(gr. Διόνυσος) Una delle grandi divinità dell’Olimpo greco. Nacque da Zeus e da Semele, figlia di Cadmo. Si narrava che questa, per volontà sua o per fraudolento consiglio di Era, avesse chiesto a Zeus di apparirle in tutto il suo splendore, ma rimase incenerita dalla visione del fulmine di Zeus. D., che era ancora nel grembo materno, fu salvato dal rogo grazie al padre che lo cucì dentro la sua coscia, da cui nacque dopo una seconda gestazione divina. Fu quindi affidato alle cure di Ino, sorella di Semele; dopo che questa impazzì, fu cresciuto dalle ninfe del Monte Nisa. Avendo viaggiato in Egitto e Siria, giunse in Frigia presso la dea Cibele, dalla quale apprese quelle danze che divennero parte integrante dei suoi riti, gli orgia. Dopo avere diffuso la conoscenza dei suoi riti dalla Tracia all’India, giunse a Tebe, città di sua madre dove si fece riconoscere come dio e celebrò gli orgia per la prima volta in terra greca. Il re tebano Penteo gli negò ospitalità ma ne rimase infine vittima, ucciso dalla madre Agave, resa folle dal dio. D. mostrò la sua identità divina anche agli Argivi e sulla nave che lo portava a Nasso. Condusse infine Semele fuori dagli Inferi e con lei prese dimora sull’Olimpo. A Nasso sposò Arianna.

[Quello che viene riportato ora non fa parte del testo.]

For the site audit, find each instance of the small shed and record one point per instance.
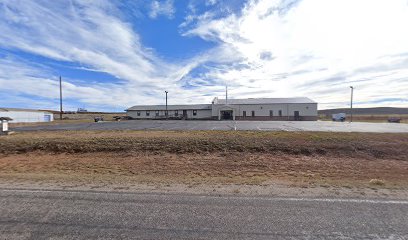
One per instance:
(4, 124)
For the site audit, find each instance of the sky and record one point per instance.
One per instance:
(113, 54)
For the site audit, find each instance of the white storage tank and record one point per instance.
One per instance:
(26, 115)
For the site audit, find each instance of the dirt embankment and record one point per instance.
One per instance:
(217, 157)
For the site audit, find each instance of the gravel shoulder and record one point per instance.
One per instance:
(262, 163)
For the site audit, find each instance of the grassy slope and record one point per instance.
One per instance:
(236, 157)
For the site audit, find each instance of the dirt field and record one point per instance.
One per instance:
(369, 117)
(297, 158)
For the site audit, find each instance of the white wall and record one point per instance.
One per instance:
(20, 116)
(201, 114)
(262, 110)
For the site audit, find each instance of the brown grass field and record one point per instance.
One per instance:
(369, 118)
(323, 159)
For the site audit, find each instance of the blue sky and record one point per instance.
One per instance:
(113, 54)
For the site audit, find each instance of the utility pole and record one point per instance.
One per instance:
(351, 104)
(167, 113)
(60, 98)
(226, 94)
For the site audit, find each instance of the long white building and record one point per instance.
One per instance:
(279, 109)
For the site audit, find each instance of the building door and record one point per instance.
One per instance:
(47, 118)
(226, 115)
(297, 116)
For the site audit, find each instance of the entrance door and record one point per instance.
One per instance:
(47, 118)
(297, 116)
(226, 115)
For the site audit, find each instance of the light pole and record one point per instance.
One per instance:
(166, 113)
(60, 98)
(351, 104)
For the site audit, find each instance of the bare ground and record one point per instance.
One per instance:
(303, 160)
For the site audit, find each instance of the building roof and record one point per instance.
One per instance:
(264, 100)
(170, 107)
(20, 110)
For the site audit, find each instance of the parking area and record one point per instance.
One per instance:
(226, 125)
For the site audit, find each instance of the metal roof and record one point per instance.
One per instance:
(170, 107)
(265, 100)
(20, 110)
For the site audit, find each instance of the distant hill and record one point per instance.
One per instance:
(366, 111)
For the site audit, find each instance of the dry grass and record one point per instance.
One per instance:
(208, 156)
(369, 118)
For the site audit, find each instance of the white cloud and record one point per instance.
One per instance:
(315, 48)
(271, 49)
(93, 35)
(165, 8)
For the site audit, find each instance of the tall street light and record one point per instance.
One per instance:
(60, 98)
(166, 113)
(351, 104)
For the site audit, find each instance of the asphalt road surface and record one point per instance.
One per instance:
(41, 214)
(227, 125)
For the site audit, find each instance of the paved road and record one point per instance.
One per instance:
(37, 214)
(228, 125)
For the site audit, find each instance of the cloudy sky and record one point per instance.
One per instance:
(113, 54)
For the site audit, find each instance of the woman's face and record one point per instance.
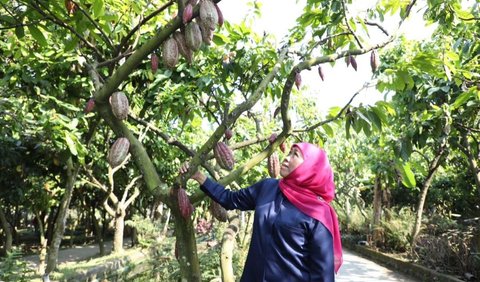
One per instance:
(291, 161)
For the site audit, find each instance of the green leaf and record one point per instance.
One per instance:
(406, 173)
(328, 129)
(19, 32)
(465, 96)
(98, 8)
(38, 35)
(70, 143)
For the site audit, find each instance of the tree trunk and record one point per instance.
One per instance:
(98, 233)
(7, 229)
(472, 160)
(59, 227)
(377, 211)
(42, 256)
(119, 227)
(187, 248)
(228, 245)
(423, 195)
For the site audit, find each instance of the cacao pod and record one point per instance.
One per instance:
(193, 36)
(182, 46)
(228, 134)
(272, 138)
(374, 61)
(186, 208)
(208, 14)
(273, 165)
(320, 73)
(353, 62)
(119, 104)
(220, 15)
(154, 62)
(218, 212)
(224, 156)
(207, 33)
(70, 6)
(90, 106)
(298, 80)
(170, 53)
(187, 13)
(118, 152)
(348, 60)
(176, 250)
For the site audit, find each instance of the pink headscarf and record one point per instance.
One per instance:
(310, 188)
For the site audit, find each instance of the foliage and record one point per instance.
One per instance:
(452, 251)
(12, 268)
(397, 227)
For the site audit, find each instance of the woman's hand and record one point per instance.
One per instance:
(197, 176)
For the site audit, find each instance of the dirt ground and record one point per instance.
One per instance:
(354, 268)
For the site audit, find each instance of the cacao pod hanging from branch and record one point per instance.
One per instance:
(118, 152)
(170, 53)
(119, 104)
(184, 204)
(218, 212)
(224, 156)
(273, 165)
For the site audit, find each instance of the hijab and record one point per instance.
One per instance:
(310, 188)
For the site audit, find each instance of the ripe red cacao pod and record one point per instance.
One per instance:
(90, 106)
(298, 80)
(224, 156)
(193, 36)
(273, 165)
(228, 134)
(220, 15)
(186, 208)
(119, 104)
(272, 138)
(218, 212)
(374, 61)
(118, 152)
(187, 13)
(170, 53)
(208, 14)
(186, 52)
(154, 62)
(320, 73)
(353, 62)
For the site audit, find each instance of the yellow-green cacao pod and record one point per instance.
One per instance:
(170, 53)
(208, 14)
(273, 165)
(186, 52)
(224, 156)
(118, 152)
(119, 104)
(193, 36)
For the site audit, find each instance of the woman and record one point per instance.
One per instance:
(295, 233)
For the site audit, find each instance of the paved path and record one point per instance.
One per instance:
(354, 268)
(358, 269)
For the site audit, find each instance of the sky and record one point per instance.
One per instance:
(341, 83)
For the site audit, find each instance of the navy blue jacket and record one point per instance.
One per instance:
(286, 244)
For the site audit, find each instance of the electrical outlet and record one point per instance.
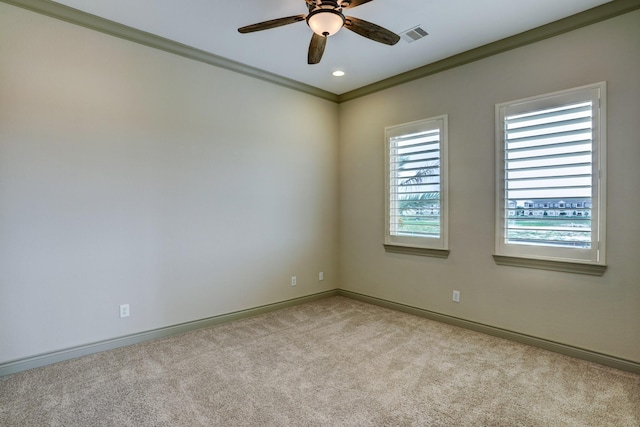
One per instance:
(456, 296)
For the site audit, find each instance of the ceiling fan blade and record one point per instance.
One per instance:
(371, 31)
(266, 25)
(353, 3)
(316, 48)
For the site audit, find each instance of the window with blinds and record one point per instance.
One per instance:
(550, 157)
(416, 184)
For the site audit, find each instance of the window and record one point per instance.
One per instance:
(416, 186)
(550, 185)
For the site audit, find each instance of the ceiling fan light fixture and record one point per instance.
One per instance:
(325, 22)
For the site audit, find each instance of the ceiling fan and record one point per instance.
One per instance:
(325, 18)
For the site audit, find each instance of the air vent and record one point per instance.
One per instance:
(413, 34)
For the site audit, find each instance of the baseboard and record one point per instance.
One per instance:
(567, 350)
(19, 365)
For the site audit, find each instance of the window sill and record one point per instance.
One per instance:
(543, 264)
(409, 250)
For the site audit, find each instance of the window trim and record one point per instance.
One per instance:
(425, 246)
(549, 258)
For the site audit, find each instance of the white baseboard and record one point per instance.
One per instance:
(567, 350)
(37, 361)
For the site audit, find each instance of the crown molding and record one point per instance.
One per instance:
(87, 20)
(74, 16)
(570, 23)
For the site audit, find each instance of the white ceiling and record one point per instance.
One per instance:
(454, 26)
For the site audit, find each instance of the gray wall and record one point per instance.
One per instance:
(130, 175)
(601, 314)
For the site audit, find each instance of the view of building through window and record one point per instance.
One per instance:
(548, 176)
(415, 183)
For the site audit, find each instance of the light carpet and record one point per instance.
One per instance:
(332, 362)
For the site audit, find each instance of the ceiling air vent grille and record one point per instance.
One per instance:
(413, 34)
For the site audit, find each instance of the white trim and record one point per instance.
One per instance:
(19, 365)
(441, 243)
(596, 254)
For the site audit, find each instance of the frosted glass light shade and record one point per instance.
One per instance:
(325, 22)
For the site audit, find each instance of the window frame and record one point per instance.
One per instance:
(419, 245)
(550, 257)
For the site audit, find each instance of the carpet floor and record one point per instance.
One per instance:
(332, 362)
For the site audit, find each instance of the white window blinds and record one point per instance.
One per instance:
(550, 175)
(415, 182)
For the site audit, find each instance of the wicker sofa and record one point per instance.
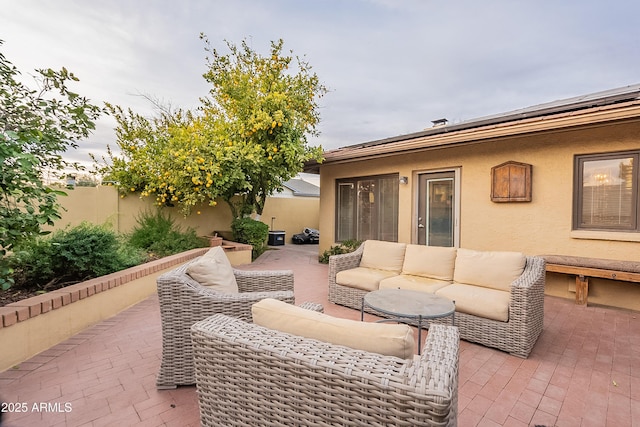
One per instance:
(184, 301)
(439, 270)
(250, 375)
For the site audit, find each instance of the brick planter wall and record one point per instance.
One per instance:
(35, 324)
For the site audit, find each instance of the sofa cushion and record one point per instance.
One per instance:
(214, 270)
(478, 301)
(383, 255)
(413, 283)
(496, 270)
(382, 338)
(429, 261)
(363, 278)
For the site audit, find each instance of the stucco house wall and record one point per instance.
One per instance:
(542, 226)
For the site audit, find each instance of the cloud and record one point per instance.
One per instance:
(391, 66)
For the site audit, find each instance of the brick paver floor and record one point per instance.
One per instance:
(583, 371)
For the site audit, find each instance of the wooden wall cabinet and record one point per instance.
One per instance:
(511, 182)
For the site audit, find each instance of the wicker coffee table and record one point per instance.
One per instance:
(411, 307)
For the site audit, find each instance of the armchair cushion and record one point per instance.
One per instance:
(214, 270)
(435, 262)
(496, 270)
(413, 283)
(363, 277)
(386, 339)
(383, 255)
(478, 301)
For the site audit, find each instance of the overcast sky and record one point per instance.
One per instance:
(391, 66)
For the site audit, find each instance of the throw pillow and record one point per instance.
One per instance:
(214, 270)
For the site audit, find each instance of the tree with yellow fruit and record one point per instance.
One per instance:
(246, 139)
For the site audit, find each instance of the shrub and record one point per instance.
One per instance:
(252, 232)
(160, 236)
(71, 255)
(343, 248)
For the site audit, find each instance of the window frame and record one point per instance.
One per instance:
(578, 191)
(355, 226)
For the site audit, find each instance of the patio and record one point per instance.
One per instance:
(583, 371)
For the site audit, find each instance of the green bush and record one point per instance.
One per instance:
(160, 236)
(71, 255)
(343, 248)
(252, 232)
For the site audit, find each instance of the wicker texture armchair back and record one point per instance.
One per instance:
(183, 301)
(248, 375)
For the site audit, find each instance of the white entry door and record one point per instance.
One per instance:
(437, 218)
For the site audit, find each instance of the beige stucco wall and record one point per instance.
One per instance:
(102, 204)
(542, 226)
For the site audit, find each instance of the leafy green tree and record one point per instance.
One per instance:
(36, 127)
(266, 105)
(247, 138)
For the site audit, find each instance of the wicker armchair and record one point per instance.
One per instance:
(183, 301)
(248, 375)
(517, 336)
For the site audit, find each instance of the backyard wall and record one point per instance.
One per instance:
(102, 204)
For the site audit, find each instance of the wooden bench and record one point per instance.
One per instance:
(583, 268)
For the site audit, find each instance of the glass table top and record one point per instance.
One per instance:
(406, 303)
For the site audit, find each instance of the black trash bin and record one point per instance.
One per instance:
(276, 238)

La teoria di una origine traco-frigia del dio e del suo affermarsi in Grecia in epoca post-omerica è stata contraddetta dalla lettura del suo nome di-wo-nu-so-jo (genitivo) in due tavolette rinvenute a Pilo. D. era considerato l’inventore della vite, del melo, del vino, della birra; gli si attribuiva, inoltre, la crescita e il rinnovarsi della vita dei fiori e degli alberi. Il vino, da lui donato agli uomini, era per i Greci la bevanda che faceva dimenticare gli affanni, che creava gioia nei banchetti, che induceva al canto, all’amore, nonché alla follia e alla violenza e che, nel sacrificio, era strumento di mediazione tra uomini e dei. Le sue epifanie erano caratterizzate dal polimorfismo: era toro, leone, serpente, capretto, barbaro e greco, giovane e vecchio, femmineo nel vestire e nei capelli fluenti.
D. era invocato nei riti perché rinnovasse il ciclo della vita vegetale, tornasse a far scorrere il vino e, rendendosi personalmente presente tra gli uomini, li possedesse con la sua mania e offrisse loro la possibilità di oltrepassare ritualmente il limite della loro condizione e di avere un contatto più stretto con il divino. Le più importanti feste in onore di D. erano le piccole Dionisie o Dionisie rurali, in campagna nel mese di posideone; le Dionisie urbane o Lenee, in Atene, nel mese di gamelione, con rappresentazioni drammatiche e processioni; le Antesterie, al principio della primavera (11-13 antesterione), feste della svinatura; le grandi Dionisie, le più importanti, nel mese di elafebolione, con processioni, gare ditirambiche e drammatiche.
All’inizio del 2° sec. a.C. i misteri di D. penetrarono in Italia con il loro carattere orgiastico; il senato romano nel 186 a.C. proibì i Baccanali, ma nella religione mistica D. ebbe sempre grande importanza fino all’età imperiale.
Nell’arte antica è noto un tipo arcaico di idolo primitivo, a tronco o a colonna con maschera barbata, raffigurato su vasi attici del 6°-5° sec. a.C. Nell’arcaismo si crea il tipo barbato, con chitone, mantello, pardalide, scettro e poi tirso nella mano, suo costante attributo. Fidia nel Partenone lo raffigura giovanile, nudo, imberbe, ma il tipo barbato perdurò e se ne ha una solenne esemplificazione nel cosiddetto Sardanapalo attribuito a Prassitele. L’ellenismo preferì l’aspetto efebico, molle, del dio nudo, spesso ebbro e sorretto da Sileno. D. compare anche in molte scene mitiche su vasi dipinti, rilievi, pitture, sarcofagi romani.